Inspired in part by a contemporary French artist, Lyman had students return to their living quarters, disrobe, put ink on their bodies and press themselves against a large piece of paper. They brought those imprints back to class, and she would show them other things that could be done with the piece, he said.

“That is just one example of the adventurous methods she used,” Poling said.

Julia Fenton, a friend of more than 30 years, said Lyman was “a true force of nature.”

“She had a very dynamic personality, she had an elegant and striking way of dressing and she was the kind of person, when she entered a room, you knew it,” Fenton said.

When Lyman retired from teaching, she decided to move to New York and enjoy the art scene, said her daughter Francesca Lyman of Kirkland, Wash.

“She had a dream, when she graduated from college,” Lyman said of her mother’s relocation. “It is the center of the art world, and she really wanted to be part of the international art scene.”

Mollie Michala Lyman stayed in New York until 2007, when she moved to Chicago to live near one of her daughters. She died April 13 after a period of declining health. She was 87.

A memorial service is planned for 2 p.m. Saturday at First Existentialist Congregation, Atlanta. The body was cremated by Drechsler, Brown & Williams Funeral Home, Oak Park, Ill.

A native of Chicago, Lyman came to Atlanta in 1967 when her husband, Thomas W. Lyman, took a job as an art history professor at Emory. The Lymans were married for more than 40 years at the time of Tom Lyman’s death in 1992. One of the couple’s daughters, Marea Lyman Thomas, died in 2012.

Using her master of fine arts degree, Mollie Lyman taught at Emory’s art department and the Atlanta College of Art. A mother of six, Lyman did not conform to what society may have expected of her.
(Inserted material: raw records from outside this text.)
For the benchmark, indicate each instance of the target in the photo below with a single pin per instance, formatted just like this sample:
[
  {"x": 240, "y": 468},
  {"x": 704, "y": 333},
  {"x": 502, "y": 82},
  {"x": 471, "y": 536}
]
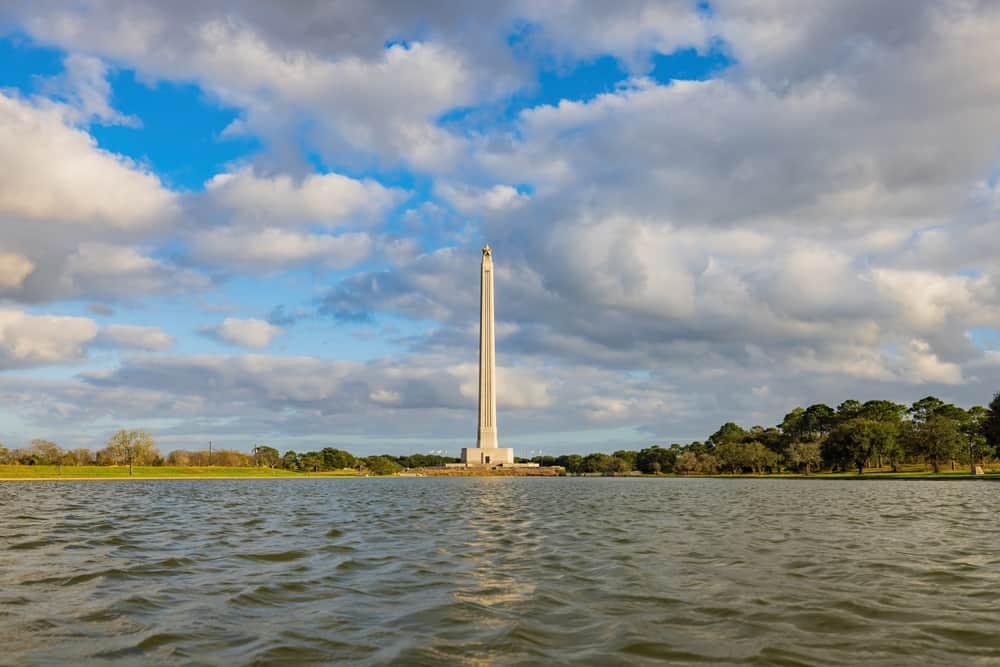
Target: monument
[{"x": 486, "y": 451}]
She worked as a model, but did not feel her career options were limited to displaying her physical beauty, her daughter said.

“She felt that fine arts, teaching people to understand the importance of the arts, the importance of personal expression and the importance of understanding the role of art in life were the important things,” Lyman said of her mother. “The importance of artists, painters, sculptors, ceramicists and print makers, and those people who devote their lives to reaching deep into their heart to understand what is really important in life … that was what was important to her.”

In addition to her daughter, Lyman is survived by three additional daughters, Mela Lyman of Cambridge, Mass., Stephany Lyman of New Orleans, and Sophia Lyman of Oak Park, Ill; a son, Michael N. Lyman of Atlanta; and seven grandchildren.